Millions stunned and blindsided to learn Tim Allen had been on a network sitcom for like the last six years or something
“IT BURNS!”
-My 2 year-old, drinking room temperature water.
As a mom, I’m super excited about the rock collection my daughter just told me she’s starting.
When a fancy lady told me she was from an upscale neighborhood, I stared at her, mouth agape and said, ‘Oh shit! I’m so sorry. Are you okay?’ She didn’t like that at all.
Hoping all my fellow North Carolinians are staying safe. Except my 7th grade boyfriend. I hope that dude ends up in China.

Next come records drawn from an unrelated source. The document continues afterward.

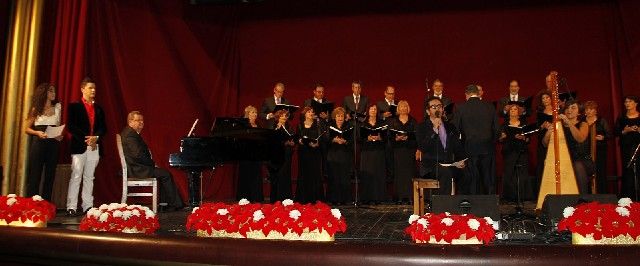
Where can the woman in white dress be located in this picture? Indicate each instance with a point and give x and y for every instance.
(43, 152)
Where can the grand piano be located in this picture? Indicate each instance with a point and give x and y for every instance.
(231, 140)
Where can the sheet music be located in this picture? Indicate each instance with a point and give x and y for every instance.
(54, 132)
(192, 127)
(456, 164)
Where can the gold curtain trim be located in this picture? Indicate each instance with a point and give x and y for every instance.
(18, 85)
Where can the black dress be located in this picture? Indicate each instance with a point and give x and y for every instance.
(583, 165)
(601, 128)
(515, 155)
(372, 166)
(404, 156)
(628, 144)
(280, 172)
(249, 181)
(309, 188)
(340, 165)
(541, 150)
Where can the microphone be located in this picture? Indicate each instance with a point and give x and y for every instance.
(426, 82)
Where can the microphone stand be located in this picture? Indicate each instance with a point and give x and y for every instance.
(633, 162)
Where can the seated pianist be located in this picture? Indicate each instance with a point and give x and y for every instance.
(140, 164)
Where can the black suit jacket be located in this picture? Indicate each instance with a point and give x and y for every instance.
(478, 123)
(136, 154)
(431, 147)
(79, 127)
(350, 106)
(268, 105)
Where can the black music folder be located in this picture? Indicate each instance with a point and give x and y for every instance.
(523, 130)
(345, 133)
(370, 131)
(325, 107)
(289, 107)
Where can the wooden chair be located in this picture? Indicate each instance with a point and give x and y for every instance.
(136, 182)
(419, 184)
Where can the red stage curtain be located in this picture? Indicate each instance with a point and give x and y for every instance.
(177, 62)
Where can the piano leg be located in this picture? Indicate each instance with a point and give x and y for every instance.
(194, 188)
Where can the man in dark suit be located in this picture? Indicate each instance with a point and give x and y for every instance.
(514, 96)
(478, 123)
(269, 104)
(439, 143)
(385, 104)
(140, 164)
(85, 122)
(356, 102)
(318, 96)
(438, 92)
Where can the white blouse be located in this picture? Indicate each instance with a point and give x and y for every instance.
(43, 120)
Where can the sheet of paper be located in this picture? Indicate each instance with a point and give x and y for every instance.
(54, 132)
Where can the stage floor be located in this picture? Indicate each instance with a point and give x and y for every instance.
(383, 223)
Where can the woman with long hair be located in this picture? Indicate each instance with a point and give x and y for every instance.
(515, 155)
(43, 152)
(309, 187)
(599, 134)
(249, 178)
(372, 162)
(339, 158)
(628, 128)
(403, 142)
(576, 133)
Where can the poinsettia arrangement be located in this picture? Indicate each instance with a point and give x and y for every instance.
(603, 220)
(447, 227)
(280, 217)
(120, 217)
(35, 209)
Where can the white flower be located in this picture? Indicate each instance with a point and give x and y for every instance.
(243, 202)
(413, 218)
(149, 214)
(287, 202)
(336, 213)
(624, 202)
(473, 224)
(294, 214)
(423, 222)
(258, 215)
(11, 201)
(94, 212)
(568, 211)
(126, 214)
(622, 211)
(103, 217)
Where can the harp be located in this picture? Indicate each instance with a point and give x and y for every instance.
(558, 176)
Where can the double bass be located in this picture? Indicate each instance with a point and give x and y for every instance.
(558, 176)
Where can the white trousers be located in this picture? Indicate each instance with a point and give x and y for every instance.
(83, 167)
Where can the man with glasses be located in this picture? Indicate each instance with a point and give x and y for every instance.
(439, 148)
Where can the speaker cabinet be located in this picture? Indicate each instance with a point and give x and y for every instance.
(478, 205)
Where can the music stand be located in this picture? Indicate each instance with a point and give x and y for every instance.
(633, 162)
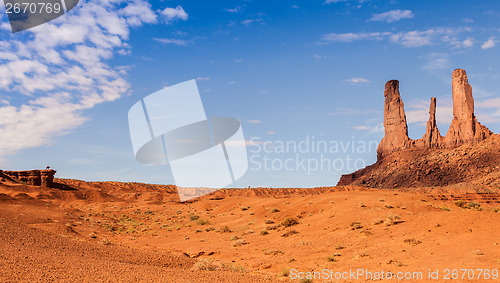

Food was bad, cabins were dirty, everyone but me was gruesomely killed. Liked the paddle boats. 1/2 star. -Yelp review of Camp Crystal Lake
I’m helping the sharks celebrate their big week by throwing cats into the ocean.
I tried to convince some McDonald’s workers to do the Harlem Shake but they said the machine was broken
I’ve said it before. If Clifford was a Big Red Cat, everyone would be dead.
Starbucks job interview:
“What’s your name?”
“Alyssa”
“Spell that please”
“L A R I S S A”
“When can you start?”
me: how can Americans be so arrogant?
also me: *is mad when United States is listed alphabetically instead of at the top of a list*
My 3yo gave me a hug and said, “here is a flower just for you. I got it from the plastic tree you told me not to touch.”
Every spider has the same powers as Spiderman, yet none of them choose to be superheroes. This is everything you need to know about spiders.
I had my ring finger removed just to be safe.
Me: ‘What’s on your menu?’
Restaurant Website: ‘Hahaha! Wouldn’t YOU like to know!’
Me: ‘Yes?’
RW: ‘Our chef trained in London.’
Me: ‘Cool, but what do you actually-’
RW: ‘Local ingredients are so important to us.’
Me: ‘Please, I just-’
RW: ‘RELAX IN OUR LAID-BACK ATMOSPHERE.’
7: Mom can I tell you the longest dream I had?
Me: Why don’t you write it down so I can absorb it? But first tell Dad.
I’m a postman, and when I’m delivering a package which is obviously drugs, I just keep the drugs for myself, what are they going to do? Complain that the postman stole their drugs?